Selain masih adanya kendala produksi, jaringan distribusi sepeda motor listrik yang masih terbatas juga memengaruhi minimnya populasi kendaraan listrik roda dua di Indonesia. Budi mengatakan, keberadaan dealer sepeda motor listrik yang belum merata di kota-kota Indonesia membuat akses masyarakat pada produk ini terbatas.
”Saat ini ada 17 produk sepeda motor listrik di Indonesia. Mungkin ada satu kota besar yang baru satu atau dua produk yang masuk ke kota itu dan sudah bisa disubsidi. Jadi, keberadaan dealer yang belum merata di semua daerah juga cukup menghambat penyerapan subsidi,” kata Budi.
Sebelumnya, Menteri Koordinator Bidang Kemaritiman dan Investasi ad interim Erick Thohir mengatakan, keterbatasan stok baterai untuk sepeda motor listrik menjadi salah satu penyebab lambatnya serapan subsidi. ”Populasi baterai untuk sepeda motor listrik memang lebih kecil dibandingkan baterai untuk mobil,” ujarnya di Kementerian BUMN, Jakarta.
Celah ini sebenarnya menjadi peluang untuk menggaet investor dalam menanamkan modal mereka untuk industri kendaraan listrik, baik sepeda motor maupun mobil di Indonesia. Erick mengatakan diperlukan waktu dan kesabaran dalam menyambungkan kebutuhan pasar dan produksi kendaraan listrik yang saat ini belum optimal.

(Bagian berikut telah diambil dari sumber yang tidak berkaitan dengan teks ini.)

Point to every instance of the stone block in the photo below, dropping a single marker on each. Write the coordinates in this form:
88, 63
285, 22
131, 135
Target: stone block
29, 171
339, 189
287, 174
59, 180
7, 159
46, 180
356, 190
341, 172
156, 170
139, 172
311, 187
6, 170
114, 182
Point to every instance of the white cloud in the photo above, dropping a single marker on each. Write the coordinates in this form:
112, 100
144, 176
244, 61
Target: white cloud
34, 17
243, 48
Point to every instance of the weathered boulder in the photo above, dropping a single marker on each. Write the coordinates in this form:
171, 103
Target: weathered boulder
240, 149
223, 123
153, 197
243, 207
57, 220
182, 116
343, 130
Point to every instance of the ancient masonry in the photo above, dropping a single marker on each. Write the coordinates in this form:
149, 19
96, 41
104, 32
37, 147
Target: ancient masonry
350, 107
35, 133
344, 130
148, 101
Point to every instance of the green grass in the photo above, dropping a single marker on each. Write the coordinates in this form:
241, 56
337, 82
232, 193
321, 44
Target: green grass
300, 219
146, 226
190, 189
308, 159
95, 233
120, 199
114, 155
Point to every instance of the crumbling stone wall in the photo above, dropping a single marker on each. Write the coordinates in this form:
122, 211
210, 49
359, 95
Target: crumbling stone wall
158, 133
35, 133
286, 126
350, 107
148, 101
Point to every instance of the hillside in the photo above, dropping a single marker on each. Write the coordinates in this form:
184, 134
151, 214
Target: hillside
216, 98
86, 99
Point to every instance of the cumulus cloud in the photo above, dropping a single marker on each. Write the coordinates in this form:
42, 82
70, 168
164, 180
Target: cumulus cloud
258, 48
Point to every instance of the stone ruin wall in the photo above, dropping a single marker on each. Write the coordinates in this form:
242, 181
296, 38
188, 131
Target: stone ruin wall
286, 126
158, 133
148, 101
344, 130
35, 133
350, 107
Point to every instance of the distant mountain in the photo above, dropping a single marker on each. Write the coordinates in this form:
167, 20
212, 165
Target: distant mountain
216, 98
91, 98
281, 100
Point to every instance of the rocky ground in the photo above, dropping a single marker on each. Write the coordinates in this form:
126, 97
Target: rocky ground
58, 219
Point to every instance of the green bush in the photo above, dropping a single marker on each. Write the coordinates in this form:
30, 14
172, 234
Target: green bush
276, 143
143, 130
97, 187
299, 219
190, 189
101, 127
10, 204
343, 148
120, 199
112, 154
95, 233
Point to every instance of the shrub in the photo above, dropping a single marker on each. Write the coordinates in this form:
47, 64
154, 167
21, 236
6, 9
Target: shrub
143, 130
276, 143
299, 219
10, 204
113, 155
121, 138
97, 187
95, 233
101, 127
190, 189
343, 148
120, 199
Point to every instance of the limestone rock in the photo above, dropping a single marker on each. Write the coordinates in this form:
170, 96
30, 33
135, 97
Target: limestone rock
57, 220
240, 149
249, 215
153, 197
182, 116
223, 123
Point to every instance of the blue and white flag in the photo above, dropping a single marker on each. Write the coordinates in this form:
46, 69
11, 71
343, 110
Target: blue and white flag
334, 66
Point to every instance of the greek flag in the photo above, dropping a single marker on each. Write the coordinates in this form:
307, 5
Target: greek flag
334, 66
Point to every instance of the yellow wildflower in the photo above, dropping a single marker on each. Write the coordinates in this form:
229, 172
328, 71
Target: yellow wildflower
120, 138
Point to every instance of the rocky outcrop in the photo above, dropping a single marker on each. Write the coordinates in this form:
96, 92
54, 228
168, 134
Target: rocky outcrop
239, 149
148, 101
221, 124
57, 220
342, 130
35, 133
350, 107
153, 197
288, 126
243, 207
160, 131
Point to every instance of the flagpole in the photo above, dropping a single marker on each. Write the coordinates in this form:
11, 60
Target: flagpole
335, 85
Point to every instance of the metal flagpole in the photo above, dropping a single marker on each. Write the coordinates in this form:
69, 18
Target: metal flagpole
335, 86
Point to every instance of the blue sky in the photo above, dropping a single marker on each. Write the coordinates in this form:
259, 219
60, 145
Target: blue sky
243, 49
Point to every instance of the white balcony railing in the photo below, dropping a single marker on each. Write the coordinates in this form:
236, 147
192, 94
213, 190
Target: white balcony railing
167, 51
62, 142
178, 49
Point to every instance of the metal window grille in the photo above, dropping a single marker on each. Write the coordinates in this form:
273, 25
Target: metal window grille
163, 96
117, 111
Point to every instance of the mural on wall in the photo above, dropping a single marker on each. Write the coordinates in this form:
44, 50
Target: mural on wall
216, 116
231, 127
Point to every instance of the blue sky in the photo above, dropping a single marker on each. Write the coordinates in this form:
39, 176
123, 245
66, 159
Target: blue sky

”Makanya pemerintah nanti mengeluarkan [peraturan turunan] perpres dan juga mendorong makin banyak investasi di Indonesia, baik kendaraan maupun baterainya, termasuk insentifnya,” ujar Erick.
Sementara itu, Deputi Bidang Koordinasi Investasi dan Pertambangan Kementerian Koordinator Kemaritiman dan Investasi Septian Hario Seto mengatakan, program pemberian insentif motor listrik kemungkinan bakal dilanjutkan tahun depan. Hal ini dilakukan meski serapan bantuan pemerintah itu masih rendah hingga kini.
Seto juga memastikan bahwa pemerintah tidak berencana menambah nominal insentif yang sudah diputuskan senilai Rp 7 juta. ”Saya kira itu cukup. Nanti produsen yang didorong supaya model dan jaringan distribusinya lebih bagus,” katanya.
Dalam pidato penyampaian Rancangan Undang-Undang (RUU) Anggaran Pendapatan dan Belanja Negara (APBN) 2024 di Gedung DPR, Agustus lalu, Presiden Joko Widodo menyebutkan kebijakan pemberian insentif motor listirk akan dilanjutkan pada 2024.
”Pemerintah memperkenalkan serangkaian insentif yang diarahkan baik dari sisi supply maupun demand untuk menstimulus investasi dan penggunaan kendaraan listrik oleh masyarakat secara luas,” kata Joko Widodo.
Langkah itu, menurut Jokowi, juga untuk memberikan nilai tambah yang tinggi, perluasan kesempatan kerja, dan penggunaan energi yang ramah lingkungan. Dengan begitu, emisi dapat diturunkan sekaligus efisiensi subsidi energi. ”Dukungan fiskal telah diberikan berupa insentif perpajakan dan berbagai insentif fiskal lainnya,” ucapnya kala itu.
Melihat tren penyaluran yang begitu lambat, pengamat ekonomi energi dari Universitas Gadjah Mada, Fahmy Radhi, meyakini penjualan yang ditargetkan tidak akan tercapai dalam waktu dekat karena ada beberapa variabel yang sulit memengaruhi perilaku masyarakat untuk mulai menggunakan sepeda motor listrik.
Ia mengatakan sedikitnya terdapat empat faktor yang menyebabkan masyarakat butuh waktu untuk beralih ke sepeda motor listrik. Pertama, kendaraan listrik itu belum terbukti keandalannya. Misal, pernah ada sopir ojek mengatakan ketika menanjak berat.
Adapun faktor kedua adalah ketersediaan bengkel belum merata sehingga konsumen akan kesulitan untuk perawatan seusai pembelian. Sementara faktor ketiga adalah pertimbangan harga jual bekas yang tidak pasti untuk produk sepeda motor listrik.
Pemerintah nanti mengeluarkan perpres untuk mendorong makin banyak investasi di Indonesia, baik kendaraan maupun baterainya, termasuk insentifnya.
”Faktor keempat, yang, menurut dia, juga krusial adalah ketersediaan infrastruktur berupa stasiun pengisian daya baterai yang masih sedikit. Jadi, pemberian subsidi sampai Rp 10 juta sekalipun, tidak akan serta-merta mengubah perilaku konsumen untuk berpindah,” ujarnya.